結局、転移門そのものを防御結界等で完全に封じる事が出来ない事が判明したため、現在は衛兵達が24時間態勢で監視に当たっているはず。


「前にもお伝えしましたが、アルラトゥがあの転移門を設置したのは、間違いなく、あなたを州都モエシアに、自らの意思で来させるために違いありません」


その意見には僕も同意する。

あの世界を体験した今なら、アルラトゥメルが僕と会って話をしたいという言葉に偽りは無いと確信出来る。

ただ、彼女がなぜ州都モエシアという場所にこだわるのかが分からないけれど。


「彼女はその実現の為に、あなたのご友人方をさらい、さらにその……」


彼女は珍しく口ごもりつつ、言葉を継いだ。


「自身とイヴァン将軍に関する因縁にまつわる何かをあなたに伝えて、あなたの心を揺さぶってきました」


言葉を選んでくれてはいるけれど、恐らくユーリヤさんは、アルラトゥが20年前、イヴァンに滅ぼされた“魔の森に隠れ住んでいたダークエルフの生き残り”である事を正確に見抜いている。

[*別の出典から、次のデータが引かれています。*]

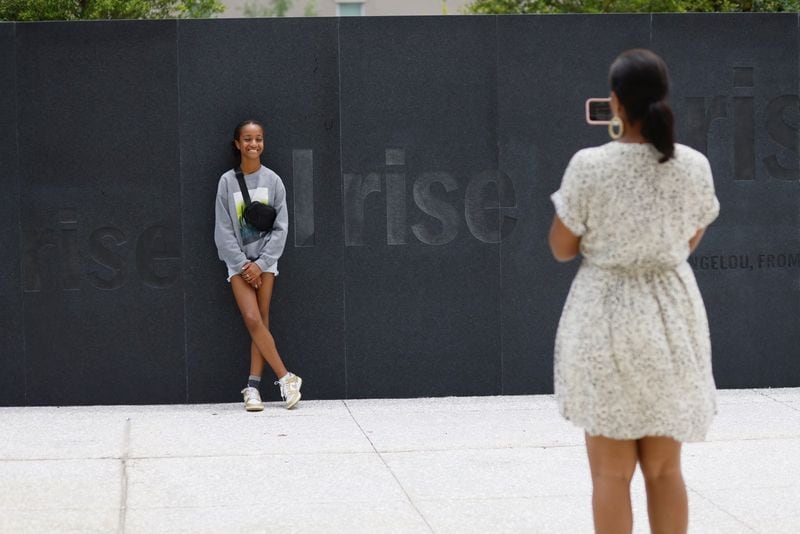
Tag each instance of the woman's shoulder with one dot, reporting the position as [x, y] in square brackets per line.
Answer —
[269, 175]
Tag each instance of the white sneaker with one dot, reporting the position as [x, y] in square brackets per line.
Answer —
[290, 389]
[252, 400]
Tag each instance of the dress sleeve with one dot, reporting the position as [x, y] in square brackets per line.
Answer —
[706, 203]
[571, 199]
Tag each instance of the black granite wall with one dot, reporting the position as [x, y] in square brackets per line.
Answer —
[418, 156]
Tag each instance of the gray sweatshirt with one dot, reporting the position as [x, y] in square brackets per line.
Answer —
[239, 243]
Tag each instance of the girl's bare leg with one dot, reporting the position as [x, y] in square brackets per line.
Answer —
[612, 463]
[667, 503]
[254, 306]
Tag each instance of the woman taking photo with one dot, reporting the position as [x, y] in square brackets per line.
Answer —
[251, 256]
[632, 353]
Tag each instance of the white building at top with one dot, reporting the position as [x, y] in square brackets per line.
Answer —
[346, 8]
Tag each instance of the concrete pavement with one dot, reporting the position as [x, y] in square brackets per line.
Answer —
[443, 465]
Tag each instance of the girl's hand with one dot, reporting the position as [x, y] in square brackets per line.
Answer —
[252, 275]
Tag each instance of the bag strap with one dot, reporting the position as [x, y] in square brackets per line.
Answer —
[243, 186]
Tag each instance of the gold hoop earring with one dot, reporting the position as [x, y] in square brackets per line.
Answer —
[616, 127]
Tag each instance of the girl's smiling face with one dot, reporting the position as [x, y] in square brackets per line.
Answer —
[250, 142]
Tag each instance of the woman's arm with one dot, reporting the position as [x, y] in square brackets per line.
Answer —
[563, 244]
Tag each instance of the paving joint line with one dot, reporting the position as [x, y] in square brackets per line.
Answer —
[385, 463]
[123, 508]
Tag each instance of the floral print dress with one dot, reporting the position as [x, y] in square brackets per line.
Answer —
[632, 352]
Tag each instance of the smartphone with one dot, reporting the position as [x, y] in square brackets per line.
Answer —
[598, 110]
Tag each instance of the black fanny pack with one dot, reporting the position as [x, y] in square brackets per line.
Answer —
[258, 215]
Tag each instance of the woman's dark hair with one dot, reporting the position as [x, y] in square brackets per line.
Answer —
[639, 79]
[238, 131]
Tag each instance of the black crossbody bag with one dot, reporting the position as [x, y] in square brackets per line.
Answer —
[260, 216]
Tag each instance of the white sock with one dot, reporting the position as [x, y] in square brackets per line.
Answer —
[286, 377]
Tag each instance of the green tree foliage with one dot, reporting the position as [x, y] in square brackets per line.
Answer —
[630, 6]
[28, 10]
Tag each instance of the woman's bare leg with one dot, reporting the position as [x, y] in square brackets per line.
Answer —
[254, 307]
[612, 463]
[667, 503]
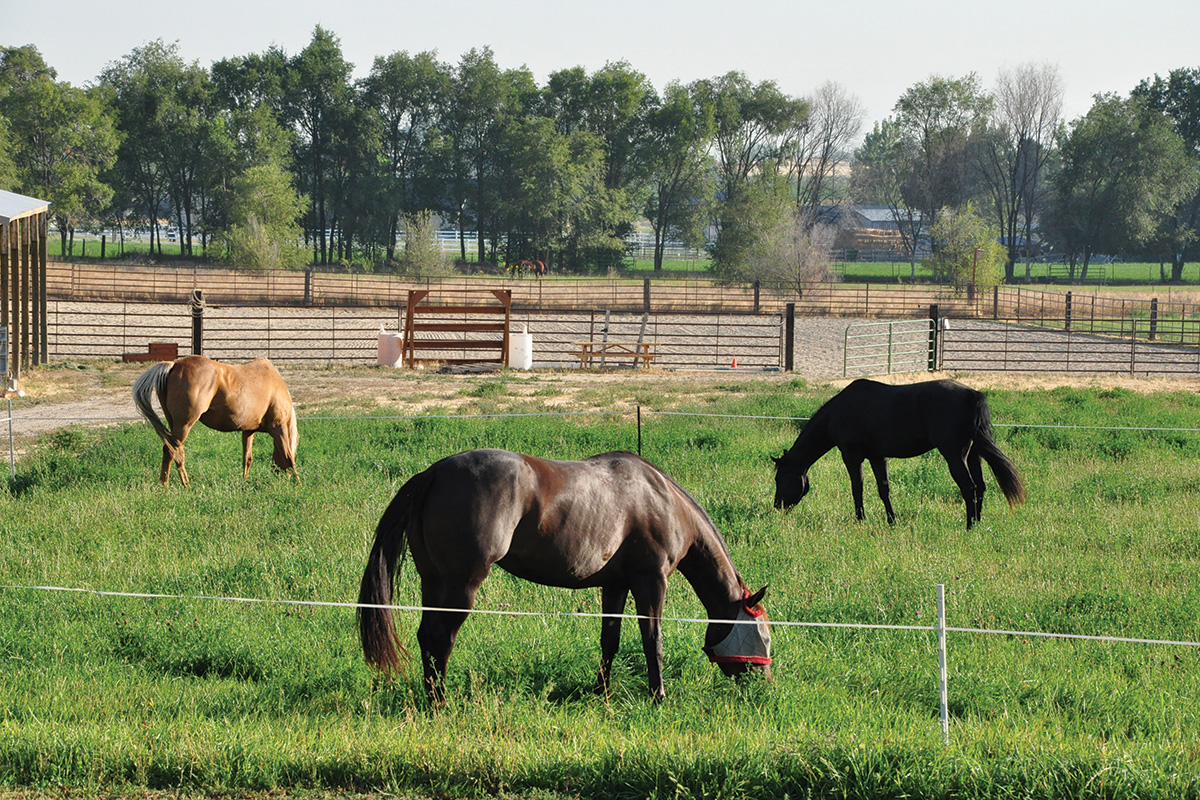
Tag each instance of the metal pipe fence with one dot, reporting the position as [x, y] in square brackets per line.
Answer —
[351, 335]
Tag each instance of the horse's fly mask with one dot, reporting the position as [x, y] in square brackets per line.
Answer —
[748, 642]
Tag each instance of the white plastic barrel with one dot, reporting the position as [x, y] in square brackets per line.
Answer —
[390, 349]
[521, 350]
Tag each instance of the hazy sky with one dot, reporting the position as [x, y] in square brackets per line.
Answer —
[874, 49]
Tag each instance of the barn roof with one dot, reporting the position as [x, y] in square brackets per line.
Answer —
[18, 206]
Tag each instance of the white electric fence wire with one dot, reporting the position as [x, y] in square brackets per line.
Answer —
[609, 413]
[511, 612]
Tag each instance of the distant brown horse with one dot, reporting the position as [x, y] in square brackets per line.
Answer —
[612, 521]
[250, 397]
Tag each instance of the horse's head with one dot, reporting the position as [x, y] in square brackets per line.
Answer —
[791, 482]
[744, 644]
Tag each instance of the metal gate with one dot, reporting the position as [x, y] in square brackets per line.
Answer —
[883, 348]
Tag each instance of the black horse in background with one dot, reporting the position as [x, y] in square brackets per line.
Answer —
[874, 421]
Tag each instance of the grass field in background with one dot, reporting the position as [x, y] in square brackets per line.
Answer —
[208, 696]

「とにかく、このままあなたが州都モエシアに向かわない状態が続けば、アルラトゥはさらに何かを仕掛けてくるはずです。効果を封じる事の出来ていないあの転移門を通過して、解放者リベルタティス達がこちらへ雪崩なだれ込んでくる事態さえ考えられます。それに対して、私達は現状、受け身の態勢しか取る事が出来ない状況です。ならばどうするべきか……」


彼女が僕の反応を確かめるような素振りを見せながら言葉を続けた。


「ここはやはりある程度のリスクを冒してでも、こちらから行動するべきではないでしょうか?」

「つまり、アルラトゥの残していった二つの転移門を通って、州都モエシアに“攻め込む”?」


ユーリヤさんがうなずいた。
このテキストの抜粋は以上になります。